2024-06-25T11:30:00.107+03:00
time="2024-06-25 08:30:00" level=error msg=" [blueprint] run cron job failed on blueprint:[495][<gitlab-project-slug>]
caused by: Error 1040: Too many connections (500)
Wraps: (2) Error 1040: Too many connections
Error types: (1) *hintdetail.withDetail (2) *mysql.MySQLError"
d4x1 commented 3 days ago

I would confirm the same behaviour as @wouldd, here is some logs from AWS CloudWatch

2024-06-25T11:30:00.107+03:00
time="2024-06-25 08:30:00" level=error msg=" [blueprint] run cron job failed on blueprint:[495][<gitlab-project-slug>]
caused by: Error 1040: Too many connections (500)
Wraps: (2) Error 1040: Too many connections
Error types: (1) *hintdetail.withDetail (2) *mysql.MySQLError"

@AlexPerkbox You can check AWS's config, turn up the value of something like max_connection_count.
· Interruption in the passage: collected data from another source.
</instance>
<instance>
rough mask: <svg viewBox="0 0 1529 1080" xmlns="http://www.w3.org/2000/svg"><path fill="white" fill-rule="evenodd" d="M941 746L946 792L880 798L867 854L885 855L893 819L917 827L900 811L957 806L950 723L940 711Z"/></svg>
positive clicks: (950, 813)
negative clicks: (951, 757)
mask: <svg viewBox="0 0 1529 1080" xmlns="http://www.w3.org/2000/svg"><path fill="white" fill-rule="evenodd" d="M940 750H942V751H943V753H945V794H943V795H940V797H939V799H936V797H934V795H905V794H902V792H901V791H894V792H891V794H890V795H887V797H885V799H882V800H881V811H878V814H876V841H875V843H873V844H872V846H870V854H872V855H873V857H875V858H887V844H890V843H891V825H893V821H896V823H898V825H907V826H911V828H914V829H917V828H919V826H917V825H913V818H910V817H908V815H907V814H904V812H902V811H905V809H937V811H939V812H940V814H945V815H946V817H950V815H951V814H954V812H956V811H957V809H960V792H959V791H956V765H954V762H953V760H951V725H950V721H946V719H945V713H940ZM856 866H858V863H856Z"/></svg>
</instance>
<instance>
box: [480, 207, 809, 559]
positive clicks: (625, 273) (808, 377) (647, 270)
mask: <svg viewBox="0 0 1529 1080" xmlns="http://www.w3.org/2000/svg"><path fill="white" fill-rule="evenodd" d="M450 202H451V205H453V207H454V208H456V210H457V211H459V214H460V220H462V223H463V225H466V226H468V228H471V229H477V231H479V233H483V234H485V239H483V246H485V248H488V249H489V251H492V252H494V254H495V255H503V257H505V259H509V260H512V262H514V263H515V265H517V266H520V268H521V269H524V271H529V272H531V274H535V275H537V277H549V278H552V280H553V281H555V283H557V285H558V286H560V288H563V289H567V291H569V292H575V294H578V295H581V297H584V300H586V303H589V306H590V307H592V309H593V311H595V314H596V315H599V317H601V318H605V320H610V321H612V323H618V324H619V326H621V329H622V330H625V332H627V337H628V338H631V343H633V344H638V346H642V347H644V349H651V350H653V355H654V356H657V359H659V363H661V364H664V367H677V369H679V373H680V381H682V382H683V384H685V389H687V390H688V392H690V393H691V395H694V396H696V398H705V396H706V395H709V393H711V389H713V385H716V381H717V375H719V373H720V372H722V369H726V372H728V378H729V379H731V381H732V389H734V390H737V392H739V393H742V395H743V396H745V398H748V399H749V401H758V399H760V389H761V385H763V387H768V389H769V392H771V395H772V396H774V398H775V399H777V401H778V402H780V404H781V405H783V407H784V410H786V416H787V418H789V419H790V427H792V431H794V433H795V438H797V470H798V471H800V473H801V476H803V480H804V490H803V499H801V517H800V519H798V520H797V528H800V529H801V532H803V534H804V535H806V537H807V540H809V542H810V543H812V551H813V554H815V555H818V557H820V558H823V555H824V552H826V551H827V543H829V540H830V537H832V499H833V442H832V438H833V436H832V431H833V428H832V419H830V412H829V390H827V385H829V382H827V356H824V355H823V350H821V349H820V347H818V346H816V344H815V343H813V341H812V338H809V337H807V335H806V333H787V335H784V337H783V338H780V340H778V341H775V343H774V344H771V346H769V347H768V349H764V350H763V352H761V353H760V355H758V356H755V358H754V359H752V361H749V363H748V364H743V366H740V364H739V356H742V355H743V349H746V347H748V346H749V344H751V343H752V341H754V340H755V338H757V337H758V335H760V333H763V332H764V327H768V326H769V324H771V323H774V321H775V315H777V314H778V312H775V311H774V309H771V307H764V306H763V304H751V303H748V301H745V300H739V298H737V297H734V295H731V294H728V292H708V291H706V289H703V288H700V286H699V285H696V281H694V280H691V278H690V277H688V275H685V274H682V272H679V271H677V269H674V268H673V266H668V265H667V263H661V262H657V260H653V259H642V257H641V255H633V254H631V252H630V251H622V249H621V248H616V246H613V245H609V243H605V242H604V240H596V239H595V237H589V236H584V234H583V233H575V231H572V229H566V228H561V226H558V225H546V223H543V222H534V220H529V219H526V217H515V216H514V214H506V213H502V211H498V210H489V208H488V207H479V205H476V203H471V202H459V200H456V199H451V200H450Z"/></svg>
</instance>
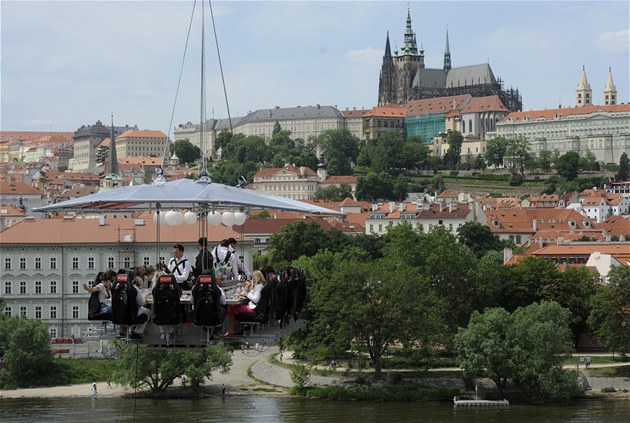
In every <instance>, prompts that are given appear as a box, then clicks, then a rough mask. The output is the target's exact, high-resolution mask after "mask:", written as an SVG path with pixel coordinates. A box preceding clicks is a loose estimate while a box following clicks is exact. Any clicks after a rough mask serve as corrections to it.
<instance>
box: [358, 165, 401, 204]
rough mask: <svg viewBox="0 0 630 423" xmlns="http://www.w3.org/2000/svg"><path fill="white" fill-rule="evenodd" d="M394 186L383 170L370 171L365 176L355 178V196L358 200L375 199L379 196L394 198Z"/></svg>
mask: <svg viewBox="0 0 630 423" xmlns="http://www.w3.org/2000/svg"><path fill="white" fill-rule="evenodd" d="M393 190H394V186H393V183H392V180H391V178H390V177H389V176H388V175H387V173H385V172H381V173H373V172H370V173H368V174H367V175H366V176H363V177H361V176H360V177H358V178H357V188H356V193H355V194H356V197H357V199H358V200H369V201H375V200H377V199H379V198H382V199H385V200H389V199H394V195H393Z"/></svg>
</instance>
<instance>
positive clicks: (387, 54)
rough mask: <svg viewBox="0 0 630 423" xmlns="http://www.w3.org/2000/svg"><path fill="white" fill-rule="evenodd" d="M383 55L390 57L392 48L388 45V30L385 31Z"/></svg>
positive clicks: (388, 44) (388, 42)
mask: <svg viewBox="0 0 630 423" xmlns="http://www.w3.org/2000/svg"><path fill="white" fill-rule="evenodd" d="M383 57H392V49H391V48H390V47H389V31H387V39H386V41H385V56H383Z"/></svg>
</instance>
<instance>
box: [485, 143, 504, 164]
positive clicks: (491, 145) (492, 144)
mask: <svg viewBox="0 0 630 423" xmlns="http://www.w3.org/2000/svg"><path fill="white" fill-rule="evenodd" d="M507 144H508V141H507V139H505V138H503V137H496V138H493V139H491V140H490V141H488V145H487V146H486V152H485V157H486V162H487V163H488V165H489V166H502V165H503V159H504V157H505V152H506V151H507Z"/></svg>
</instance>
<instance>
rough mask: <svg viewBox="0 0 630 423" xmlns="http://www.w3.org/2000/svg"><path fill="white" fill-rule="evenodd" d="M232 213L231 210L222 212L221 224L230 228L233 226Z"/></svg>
mask: <svg viewBox="0 0 630 423" xmlns="http://www.w3.org/2000/svg"><path fill="white" fill-rule="evenodd" d="M234 220H235V218H234V213H232V212H224V213H223V215H222V216H221V222H223V224H224V225H225V226H227V227H228V228H231V227H232V226H234Z"/></svg>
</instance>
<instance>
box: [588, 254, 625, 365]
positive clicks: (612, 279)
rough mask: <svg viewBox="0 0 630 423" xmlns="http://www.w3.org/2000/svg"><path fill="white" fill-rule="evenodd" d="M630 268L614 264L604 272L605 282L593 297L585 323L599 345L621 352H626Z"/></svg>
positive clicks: (624, 352) (614, 350) (612, 350)
mask: <svg viewBox="0 0 630 423" xmlns="http://www.w3.org/2000/svg"><path fill="white" fill-rule="evenodd" d="M629 307H630V267H628V266H618V267H615V268H613V269H612V270H611V271H610V272H609V273H608V284H607V285H603V286H601V287H599V288H598V292H597V294H596V295H595V296H594V297H593V309H592V311H591V315H590V317H589V319H588V324H589V326H590V327H591V328H592V329H593V330H594V331H595V334H596V335H597V336H599V338H600V340H601V342H602V344H603V345H605V346H606V347H607V348H609V349H610V350H611V351H619V352H621V353H622V354H624V355H625V354H628V353H629V352H630V330H628V328H629V327H630V314H629V313H628V309H629Z"/></svg>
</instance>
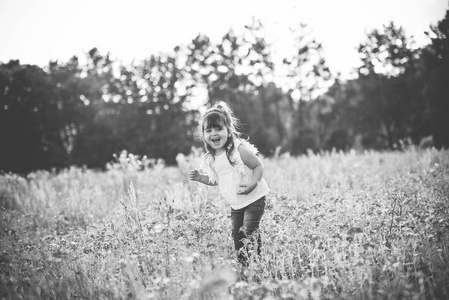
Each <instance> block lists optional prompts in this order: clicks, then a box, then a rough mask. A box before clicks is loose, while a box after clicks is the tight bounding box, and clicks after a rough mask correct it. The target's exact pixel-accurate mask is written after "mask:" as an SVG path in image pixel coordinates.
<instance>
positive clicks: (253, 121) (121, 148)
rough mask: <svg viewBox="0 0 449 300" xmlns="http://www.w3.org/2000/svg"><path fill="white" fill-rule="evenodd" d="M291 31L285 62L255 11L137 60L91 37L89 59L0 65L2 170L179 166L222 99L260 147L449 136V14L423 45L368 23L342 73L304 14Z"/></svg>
mask: <svg viewBox="0 0 449 300" xmlns="http://www.w3.org/2000/svg"><path fill="white" fill-rule="evenodd" d="M290 35H291V38H292V41H293V44H294V48H295V51H294V53H293V55H291V56H290V57H285V58H284V59H283V63H282V64H278V63H275V61H274V59H273V53H272V44H271V43H270V42H269V41H268V39H267V35H266V32H265V28H264V25H263V24H262V22H261V21H260V20H256V19H254V20H252V22H251V23H250V24H249V25H247V26H245V27H244V28H243V30H242V31H241V33H240V34H236V32H235V31H233V30H229V31H228V32H227V33H226V34H225V35H224V36H223V37H222V39H221V40H220V41H218V42H212V41H211V40H210V39H209V37H207V36H205V35H203V34H199V35H198V36H197V37H195V38H194V39H192V40H191V42H190V43H188V44H187V45H181V46H176V47H175V48H174V49H173V51H171V52H168V53H159V54H153V55H150V56H149V57H148V58H147V59H145V60H143V61H140V62H133V63H131V64H130V65H123V64H121V63H119V62H117V61H112V60H111V59H110V56H109V54H106V55H104V54H102V53H101V52H100V51H99V50H98V49H96V48H93V49H91V50H90V51H89V52H88V53H86V63H84V64H80V63H79V60H78V58H77V57H72V58H71V59H70V60H69V61H68V62H57V61H56V62H50V63H49V65H48V66H47V67H45V68H40V67H38V66H30V65H21V64H20V62H19V61H10V62H9V63H3V64H0V101H1V102H0V103H1V106H0V125H1V126H0V142H1V146H0V170H1V171H2V172H13V173H19V174H27V173H29V172H31V171H33V170H39V169H45V170H51V169H52V168H55V169H62V168H67V167H70V166H73V165H76V166H83V165H85V166H87V167H89V168H97V169H104V168H105V165H106V164H107V162H108V161H110V160H111V159H112V158H113V154H114V153H119V152H120V151H122V150H126V151H130V152H132V153H135V154H136V155H140V156H144V155H147V156H150V157H154V158H157V159H163V160H164V161H165V162H166V163H167V164H168V165H174V164H176V159H175V158H176V155H177V154H178V153H184V154H188V152H189V151H190V149H191V147H197V146H200V145H201V142H200V141H199V139H198V138H197V135H198V132H196V129H197V123H198V118H199V116H200V111H201V110H202V109H203V108H205V107H207V106H210V105H211V104H213V103H214V102H215V101H217V100H224V101H226V102H227V103H229V104H230V105H231V107H232V108H233V110H234V111H235V113H236V115H237V117H238V118H239V119H240V120H241V123H242V128H241V131H242V132H243V133H244V134H246V135H247V136H249V137H250V138H251V142H253V143H254V144H255V145H256V146H257V147H258V148H259V149H260V152H261V153H262V154H263V155H265V156H273V155H275V154H276V153H278V152H289V153H291V154H293V155H300V154H306V153H307V151H309V150H312V151H314V152H315V153H317V152H320V151H325V150H328V151H330V150H332V149H337V150H344V151H349V150H350V149H357V150H362V149H376V150H387V149H388V150H391V149H399V150H402V149H403V147H404V146H405V145H410V144H414V145H418V144H422V145H424V144H425V143H422V141H425V140H429V139H430V137H431V136H433V140H434V143H433V144H434V145H435V146H436V147H437V148H442V147H447V144H448V143H447V139H448V138H447V137H448V134H447V133H448V131H447V130H446V128H447V127H448V126H449V124H447V122H448V121H447V120H448V118H447V117H446V116H447V114H448V105H447V104H448V103H449V102H448V101H447V99H449V98H448V97H447V95H449V91H448V90H447V89H448V85H447V84H446V82H447V78H448V76H447V70H448V69H449V67H447V65H448V63H447V61H448V60H447V57H448V55H447V49H448V47H447V40H448V39H447V36H448V35H447V16H446V18H445V19H443V20H442V21H441V22H439V23H438V25H437V26H431V33H429V34H428V35H429V37H430V39H431V40H430V41H431V43H430V44H429V45H427V46H425V47H423V48H422V49H419V48H417V47H416V46H415V45H414V41H413V39H412V38H410V37H408V36H407V34H406V32H405V31H404V30H403V28H402V27H400V26H397V25H396V24H394V23H389V24H387V25H385V26H383V28H381V29H374V30H372V31H371V32H368V33H367V36H366V41H364V42H362V43H361V44H360V47H359V56H360V61H361V65H360V66H359V68H358V74H357V77H356V78H353V79H351V80H347V81H344V80H342V79H341V78H339V76H338V75H335V74H332V73H331V72H330V69H329V68H328V66H327V63H326V60H325V56H324V49H323V47H322V45H321V44H320V43H319V42H318V41H316V40H315V38H314V37H313V36H312V35H311V33H310V30H309V28H308V26H307V25H306V24H301V25H299V26H298V27H297V28H293V29H292V30H291V32H290ZM281 82H282V84H281Z"/></svg>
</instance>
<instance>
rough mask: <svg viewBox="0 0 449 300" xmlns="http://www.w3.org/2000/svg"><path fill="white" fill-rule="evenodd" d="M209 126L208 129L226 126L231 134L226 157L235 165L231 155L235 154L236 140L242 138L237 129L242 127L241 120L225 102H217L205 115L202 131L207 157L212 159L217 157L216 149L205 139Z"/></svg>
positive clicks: (200, 127)
mask: <svg viewBox="0 0 449 300" xmlns="http://www.w3.org/2000/svg"><path fill="white" fill-rule="evenodd" d="M206 124H207V126H208V127H220V126H225V127H226V128H227V129H228V132H229V133H230V136H228V139H227V140H226V143H225V149H226V156H227V158H228V160H229V162H230V163H231V165H233V166H234V165H235V164H236V162H235V161H233V160H231V155H232V153H233V152H234V148H235V145H234V138H240V136H241V133H240V132H238V131H237V128H239V127H240V122H239V120H238V119H237V118H236V117H235V116H234V113H233V112H232V110H231V108H230V107H229V105H228V104H226V103H225V102H223V101H218V102H216V103H215V104H214V105H213V106H212V107H211V108H209V109H208V110H207V111H206V112H205V113H204V115H203V117H202V118H201V121H200V124H199V125H200V130H201V137H202V138H203V141H204V146H205V148H206V150H207V153H206V155H211V156H212V159H213V158H214V155H215V149H214V148H212V147H211V146H209V144H208V143H207V142H206V140H205V139H204V130H205V129H206V128H204V126H205V125H206Z"/></svg>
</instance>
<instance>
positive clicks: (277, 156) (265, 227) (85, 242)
mask: <svg viewBox="0 0 449 300" xmlns="http://www.w3.org/2000/svg"><path fill="white" fill-rule="evenodd" d="M200 158H201V152H200V151H198V150H197V151H195V152H194V153H193V154H192V155H190V156H188V157H185V156H183V155H179V156H178V167H166V166H164V164H163V163H161V162H160V161H156V160H151V159H146V158H143V159H141V158H139V157H136V156H133V155H132V154H129V153H126V152H122V153H121V154H120V155H119V156H118V157H117V158H116V160H115V161H114V162H112V163H111V164H109V165H108V168H107V170H106V171H102V172H100V171H94V170H89V169H85V168H75V167H73V168H70V169H67V170H63V171H59V172H47V171H39V172H34V173H32V174H29V175H28V176H27V177H26V178H23V177H20V176H17V175H13V174H4V175H1V176H0V204H1V206H2V211H1V218H0V228H1V229H0V236H1V241H0V246H1V250H0V299H176V300H179V299H449V249H448V246H449V199H448V197H449V151H437V150H435V149H425V150H419V149H415V148H410V149H408V150H406V151H403V152H399V151H397V152H383V153H380V152H370V151H366V152H363V153H356V152H349V153H342V152H328V153H321V154H313V153H309V154H307V155H303V156H300V157H290V156H289V155H288V154H284V155H280V156H277V157H274V158H264V164H265V174H264V176H265V178H266V181H267V183H268V184H269V186H270V188H271V190H272V192H271V193H270V195H269V196H268V197H267V208H266V212H265V215H264V218H263V221H262V228H261V234H262V237H263V241H264V244H263V251H262V256H261V257H260V258H259V257H257V256H252V261H251V264H250V266H249V268H248V269H247V270H246V271H245V273H244V275H245V277H242V276H241V271H240V270H239V266H238V265H237V264H236V261H235V253H234V250H233V242H232V239H231V237H230V220H229V216H230V212H229V207H227V206H226V205H225V203H223V202H222V201H221V200H220V198H219V194H218V192H217V189H216V188H214V187H207V186H204V185H201V184H198V183H196V182H190V181H189V180H188V171H189V169H190V168H192V167H196V166H198V165H199V160H200ZM250 250H251V249H250Z"/></svg>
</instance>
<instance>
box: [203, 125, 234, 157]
mask: <svg viewBox="0 0 449 300" xmlns="http://www.w3.org/2000/svg"><path fill="white" fill-rule="evenodd" d="M228 135H229V134H228V130H227V128H226V127H225V126H207V127H206V129H204V137H205V140H206V143H208V144H209V145H210V146H211V147H212V148H214V149H215V150H220V149H224V147H225V145H226V142H227V140H228ZM217 154H219V153H217Z"/></svg>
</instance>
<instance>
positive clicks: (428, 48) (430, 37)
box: [423, 10, 449, 149]
mask: <svg viewBox="0 0 449 300" xmlns="http://www.w3.org/2000/svg"><path fill="white" fill-rule="evenodd" d="M430 29H431V32H430V33H427V34H428V36H429V37H430V38H431V42H432V43H431V45H430V46H429V47H427V48H425V49H424V53H423V57H424V61H425V66H426V70H425V79H426V86H425V91H424V97H425V99H426V102H427V104H428V109H429V112H430V118H431V122H432V134H433V140H434V145H435V147H436V148H438V149H441V148H449V130H448V128H449V10H448V11H446V16H445V18H444V19H443V20H441V21H440V22H438V24H437V25H436V26H431V27H430Z"/></svg>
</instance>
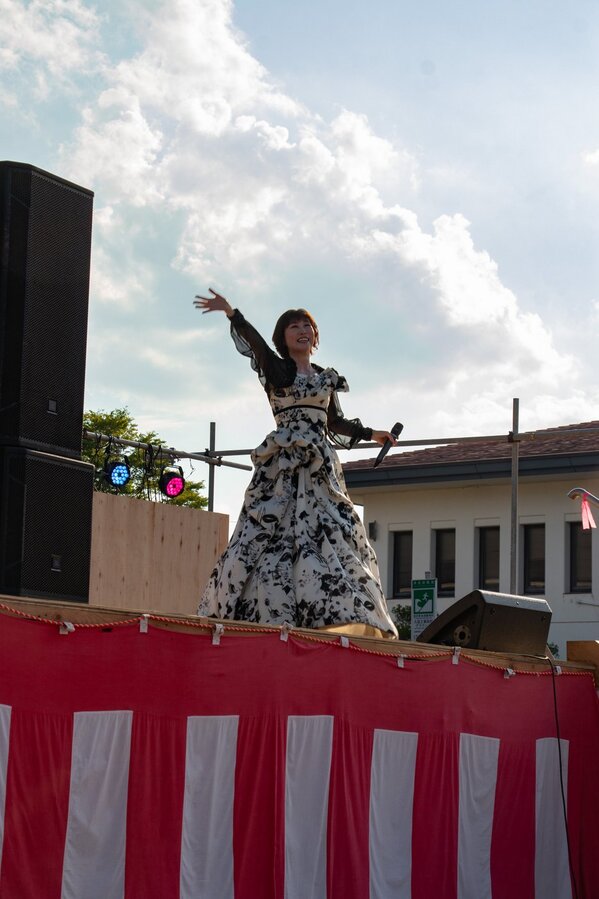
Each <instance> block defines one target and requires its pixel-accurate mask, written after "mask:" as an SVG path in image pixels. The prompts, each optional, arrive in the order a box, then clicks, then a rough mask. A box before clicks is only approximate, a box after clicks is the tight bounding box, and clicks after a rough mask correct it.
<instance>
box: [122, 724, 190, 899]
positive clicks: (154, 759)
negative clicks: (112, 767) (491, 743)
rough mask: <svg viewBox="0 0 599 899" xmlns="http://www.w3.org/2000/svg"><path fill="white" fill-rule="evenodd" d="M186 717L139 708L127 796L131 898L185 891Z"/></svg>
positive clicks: (130, 888)
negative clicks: (182, 883)
mask: <svg viewBox="0 0 599 899" xmlns="http://www.w3.org/2000/svg"><path fill="white" fill-rule="evenodd" d="M185 738H186V722H185V719H183V718H171V717H170V716H168V715H166V714H165V715H164V716H162V717H158V716H156V715H147V714H144V713H142V712H138V713H137V714H136V715H134V717H133V724H132V730H131V760H130V766H129V793H128V798H127V854H126V864H125V890H126V896H127V899H148V897H150V896H178V895H179V862H180V857H181V822H182V815H183V789H184V783H185Z"/></svg>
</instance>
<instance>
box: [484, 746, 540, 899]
mask: <svg viewBox="0 0 599 899" xmlns="http://www.w3.org/2000/svg"><path fill="white" fill-rule="evenodd" d="M535 751H536V748H535V744H534V742H531V741H530V740H526V741H521V742H520V741H518V742H516V741H514V740H505V741H502V743H501V746H500V748H499V760H498V765H497V790H496V794H495V814H494V817H493V838H492V843H491V879H492V883H493V899H513V897H515V896H522V897H526V896H530V897H531V899H533V897H534V894H535V892H534V875H535V865H534V859H535V855H534V852H535Z"/></svg>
klesh commented 3 days ago

@wouldd Aah, I see. Too many bps are trying to create pipelines simultaneously, causing some table lockers to timeout.

klesh commented 3 days ago

@wouldd Could you spread them to different times and see if the problem goes away?

wouldd commented 3 hours ago

@klesh I spred about half of them out last week and all those ran fine. I've now spread the remainder out. it's obviously a bit of a pain to have to do this manually. but certainly seems to work around the issue.